Rates (per 1,000 person-years) and 95% confidence intervals of clinical vertebral fractures in the MrOS Study, by 5-year age categories
The circumstances associated with incident clinical vertebral fractures are shown in Table 3. Fractures were most commonly associated with a fall from standing height or less (41%). A fall of any type was associated with incident clinical vertebral fractures in 57.3% of subjects. Fewer fractures (21.4%) occurred as a result of unknown trauma (for example, were discovered in association with back pain but without a history of an inciting event). In 73.8% of cases the fractures were attributed to low-energy (fall from standing height or less, or minimal trauma other than a fall) or unknown trauma; only 14.8% of men reported severe trauma (fall from more than standing height or severe trauma other than a fall) at the time of fracture.
Table 3.
Circumstances of incident clinical vertebral fractures in MrOS participants
| Circumstances of fractures | Participants with clinical vertebral fracturesa |
|---|---|
| Fall from standing height or less | 41% |
| Fall on stairs, steps or curbs | 8.1% |
| Fall from more than standing height | 8.2% |
| Minimal trauma other then a fall | 11.4% |
| Moderate trauma other than a fall | 3.3% |
| Severe trauma other than a fall | 6.6% |
| Circumstance unknown | 21.4% |
Results were expressed as percentage of the total number of subjects with fractures (n=61). Ten subjects had more than one incident clinical vertebral fracture (six had two fractures and four had three fractures). In the case of multiple fractures, all fractures were reported on the same date.
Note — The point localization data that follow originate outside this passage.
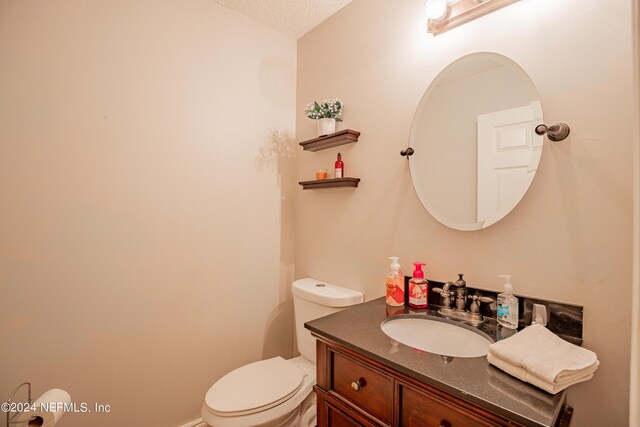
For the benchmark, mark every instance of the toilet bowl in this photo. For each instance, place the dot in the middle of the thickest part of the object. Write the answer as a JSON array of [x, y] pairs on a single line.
[[277, 392]]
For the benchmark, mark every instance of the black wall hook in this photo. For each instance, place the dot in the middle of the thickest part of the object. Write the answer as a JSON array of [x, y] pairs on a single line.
[[406, 153]]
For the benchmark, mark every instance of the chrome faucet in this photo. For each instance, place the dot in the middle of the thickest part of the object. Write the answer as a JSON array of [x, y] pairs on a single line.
[[472, 315]]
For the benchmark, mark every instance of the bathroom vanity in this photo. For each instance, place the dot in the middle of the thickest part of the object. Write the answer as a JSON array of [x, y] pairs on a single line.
[[365, 378]]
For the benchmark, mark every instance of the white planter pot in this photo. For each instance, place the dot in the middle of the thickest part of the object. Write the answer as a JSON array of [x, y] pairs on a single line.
[[326, 126]]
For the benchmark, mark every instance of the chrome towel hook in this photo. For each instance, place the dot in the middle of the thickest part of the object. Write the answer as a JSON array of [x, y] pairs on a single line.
[[556, 132]]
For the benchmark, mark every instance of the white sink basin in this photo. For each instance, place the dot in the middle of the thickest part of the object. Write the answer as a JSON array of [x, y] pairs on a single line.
[[438, 336]]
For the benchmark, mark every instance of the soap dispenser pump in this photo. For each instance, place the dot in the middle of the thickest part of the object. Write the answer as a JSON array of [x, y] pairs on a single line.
[[507, 305], [395, 284], [418, 287]]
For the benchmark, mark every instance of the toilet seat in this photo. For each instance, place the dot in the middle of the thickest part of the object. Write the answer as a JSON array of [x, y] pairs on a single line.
[[255, 387], [286, 414]]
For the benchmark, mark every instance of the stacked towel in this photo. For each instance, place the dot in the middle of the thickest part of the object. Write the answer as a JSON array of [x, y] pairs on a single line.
[[539, 357]]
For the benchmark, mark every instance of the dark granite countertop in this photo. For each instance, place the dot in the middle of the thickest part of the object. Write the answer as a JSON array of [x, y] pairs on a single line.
[[471, 379]]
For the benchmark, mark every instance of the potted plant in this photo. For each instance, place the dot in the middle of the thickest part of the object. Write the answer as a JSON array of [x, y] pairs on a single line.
[[327, 113]]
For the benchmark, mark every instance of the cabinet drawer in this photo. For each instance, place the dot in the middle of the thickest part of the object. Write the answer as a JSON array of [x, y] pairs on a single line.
[[419, 410], [364, 387]]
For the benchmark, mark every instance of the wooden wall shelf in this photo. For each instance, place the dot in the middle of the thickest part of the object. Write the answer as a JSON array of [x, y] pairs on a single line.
[[335, 139], [330, 183]]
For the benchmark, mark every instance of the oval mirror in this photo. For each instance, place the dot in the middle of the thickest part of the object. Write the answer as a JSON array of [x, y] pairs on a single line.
[[475, 147]]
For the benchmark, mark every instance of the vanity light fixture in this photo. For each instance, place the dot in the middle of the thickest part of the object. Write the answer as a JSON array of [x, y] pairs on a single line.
[[447, 14]]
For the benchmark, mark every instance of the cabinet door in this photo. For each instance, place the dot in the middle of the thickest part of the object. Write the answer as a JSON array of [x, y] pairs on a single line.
[[363, 386], [418, 409], [337, 418], [333, 413]]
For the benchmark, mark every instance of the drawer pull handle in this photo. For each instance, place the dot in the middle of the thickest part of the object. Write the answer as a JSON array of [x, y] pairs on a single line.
[[357, 385]]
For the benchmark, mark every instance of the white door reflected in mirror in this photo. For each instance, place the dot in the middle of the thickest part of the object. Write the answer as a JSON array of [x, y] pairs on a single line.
[[476, 150]]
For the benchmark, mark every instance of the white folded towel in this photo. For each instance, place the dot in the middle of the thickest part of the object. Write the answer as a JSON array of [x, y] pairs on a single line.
[[545, 355], [522, 374]]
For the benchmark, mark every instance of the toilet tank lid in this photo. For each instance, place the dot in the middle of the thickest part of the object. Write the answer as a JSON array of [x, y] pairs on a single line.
[[324, 293]]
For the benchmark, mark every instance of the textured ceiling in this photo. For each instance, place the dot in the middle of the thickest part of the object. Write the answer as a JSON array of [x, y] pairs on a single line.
[[292, 17]]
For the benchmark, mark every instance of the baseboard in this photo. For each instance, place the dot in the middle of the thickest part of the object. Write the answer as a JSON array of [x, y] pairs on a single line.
[[195, 423]]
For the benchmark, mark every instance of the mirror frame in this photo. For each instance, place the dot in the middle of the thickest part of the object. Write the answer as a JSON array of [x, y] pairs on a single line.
[[413, 167]]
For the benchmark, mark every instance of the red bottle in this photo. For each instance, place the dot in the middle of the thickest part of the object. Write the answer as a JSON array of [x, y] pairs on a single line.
[[339, 167]]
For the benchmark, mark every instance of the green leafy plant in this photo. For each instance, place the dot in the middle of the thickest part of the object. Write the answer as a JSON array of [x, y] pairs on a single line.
[[326, 109]]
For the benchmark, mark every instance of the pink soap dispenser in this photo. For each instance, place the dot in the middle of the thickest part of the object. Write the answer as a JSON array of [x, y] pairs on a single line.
[[418, 287]]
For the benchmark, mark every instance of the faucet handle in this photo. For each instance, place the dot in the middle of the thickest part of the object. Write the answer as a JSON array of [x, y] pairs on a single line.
[[475, 305]]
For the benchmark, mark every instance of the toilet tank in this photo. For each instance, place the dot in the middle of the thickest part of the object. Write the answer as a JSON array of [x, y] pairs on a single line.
[[313, 299]]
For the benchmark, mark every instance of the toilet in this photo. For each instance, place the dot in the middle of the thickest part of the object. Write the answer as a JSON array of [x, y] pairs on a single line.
[[277, 392]]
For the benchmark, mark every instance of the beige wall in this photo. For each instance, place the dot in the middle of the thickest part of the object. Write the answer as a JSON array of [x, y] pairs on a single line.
[[570, 237], [146, 217]]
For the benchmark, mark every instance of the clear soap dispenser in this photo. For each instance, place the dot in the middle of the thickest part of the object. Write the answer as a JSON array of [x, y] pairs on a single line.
[[507, 305]]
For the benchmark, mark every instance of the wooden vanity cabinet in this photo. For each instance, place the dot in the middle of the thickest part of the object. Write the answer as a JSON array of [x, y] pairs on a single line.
[[353, 390]]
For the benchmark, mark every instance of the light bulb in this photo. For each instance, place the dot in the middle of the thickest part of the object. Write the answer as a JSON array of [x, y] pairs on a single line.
[[436, 10]]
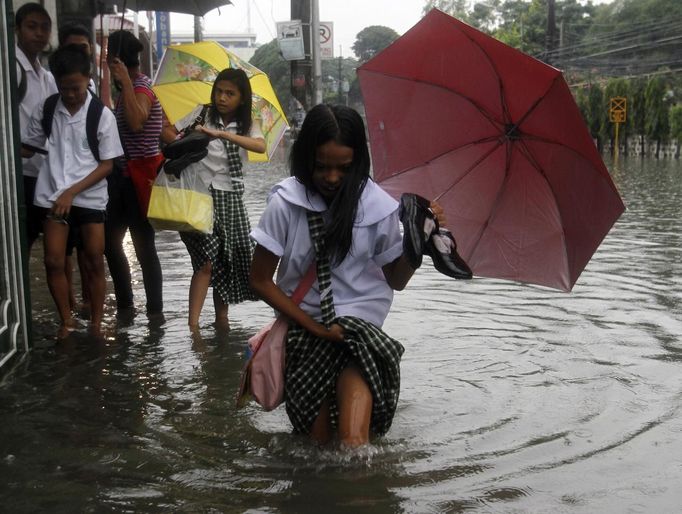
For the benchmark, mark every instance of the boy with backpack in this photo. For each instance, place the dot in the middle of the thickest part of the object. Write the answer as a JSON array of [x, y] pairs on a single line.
[[33, 27], [81, 140]]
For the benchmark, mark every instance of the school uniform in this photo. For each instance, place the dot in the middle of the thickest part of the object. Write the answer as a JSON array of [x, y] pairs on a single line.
[[228, 248], [69, 157], [39, 85], [355, 295]]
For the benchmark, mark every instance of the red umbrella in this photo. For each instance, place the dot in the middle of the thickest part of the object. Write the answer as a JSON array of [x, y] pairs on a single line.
[[497, 138]]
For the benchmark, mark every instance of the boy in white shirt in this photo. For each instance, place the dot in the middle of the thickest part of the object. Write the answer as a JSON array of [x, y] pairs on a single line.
[[71, 185], [33, 29]]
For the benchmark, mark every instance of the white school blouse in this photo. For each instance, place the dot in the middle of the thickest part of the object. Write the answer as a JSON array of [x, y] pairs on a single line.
[[358, 283], [39, 85], [213, 168], [69, 158]]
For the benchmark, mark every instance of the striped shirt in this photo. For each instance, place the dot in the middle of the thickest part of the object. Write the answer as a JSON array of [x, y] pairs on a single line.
[[138, 145]]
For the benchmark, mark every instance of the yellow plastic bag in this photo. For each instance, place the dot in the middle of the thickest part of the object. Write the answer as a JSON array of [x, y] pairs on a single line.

Cervical fractures occurred in eight (10.7%) men, and most (five fractures) occurred at C2. These cervical fractures were complex (none were compression or wedge) and were associated with severe trauma. Thoracic (n=25; 33.3%) or lumbar (n=42; 56%) fractures were most frequently in the thoracolumbar transition zone (13.3% T12 and 22.7% L1; Fig. 2). Among thoracic and lumbar fractures, 18 (26.9%) were classified as mild, 14 (20.9%) as moderate and 13(19.4%) as severe. Information from the remaining fracture reports (N=30, 40% of cases) was insufficient (“compression” or “wedge”) to classify the remaining fractures by severity. Of fractured men, 16.4% (n=10) had more than one incident clinical vertebral fracture (six had two fractures and four had three fractures); in each subject all of these multiple fractures were reported on the same date.
Fig. 2.
Number of incident clinical vertebral fractures by vertebral level
Clinical vertebral fractures were more common in men with lower BMD at the total hip (age-adjusted hazard ratio per 1 SD decrease: 1.9, 95% CI: 1.4–2.5, p<0.0001) and lumbar spine (age-adjusted hazard ratio: 2.3, 95% CI: 1.6–3.2, p<0.0001). Men who suffered an incident vertebral fracture were more likely to be osteoporotic than men who did not (13% vs. 2%, p<0.0001). Figure 3 shows the proportions of clinical vertebral fractures that occurred in men with osteoporosis (13%), low bone mass (46%) and normal BMD (41%) using male total hip T-scores reference ranges. When BMD was measured at the femoral neck, 16% of men with clinical vertebral fractures were osteoporotic, 61% had low bone mass and 23% had normal BMD. When female reference ranges were used, the proportion of men with osteoporosis, low bone mass and normal total hip BMD were 5%, 33% and 62%, respectively. Regardless of site and reference range used, more than 80% of men with incident vertebral fractures did not have osteoporotic T-scores. In men with osteoporosis, 75% (6 of 8) of fractures were associated with low-energy or unknown trauma and in men with normal BMD 68% (17 of 25) were associated with low-energy or unknown trauma.
Fig. 3.
Distribution of BMD categories in men with and without incident clinical vertebral fractures using male T-scores at total hip
When the relationship of fracture risk to baseline age, total hip BMD, frailty status (yes or no) and history of falls was examined in a multivariate analysis, total hip BMD (X2=18.8, p<0.0001) age >85 years (X2=15.1, p=0.0001), and falls history (X2=,3.9 p=0.04) were independent predictors, and frailty status (X2=3.2, p=0.07) was of borderline significance.
Discussion
This is the first large prospective study of clinical vertebral fractures in older men. We found that clinical vertebral fractures were relatively common, particularly in the oldest age groups. For instance, 1% of all participants and 5% of those aged ≥85 years experienced one or more clinical vertebral fractures during the 4.7 years of follow-up. Most fractures occurred as a result of falls and other low-energy trauma and few were the result of severe trauma. Fractures occurred most frequently at the thoracolumbar junction and were associated with lower bone mineral density. However, most fractures occurred in men with BMD T-scores >−2.5.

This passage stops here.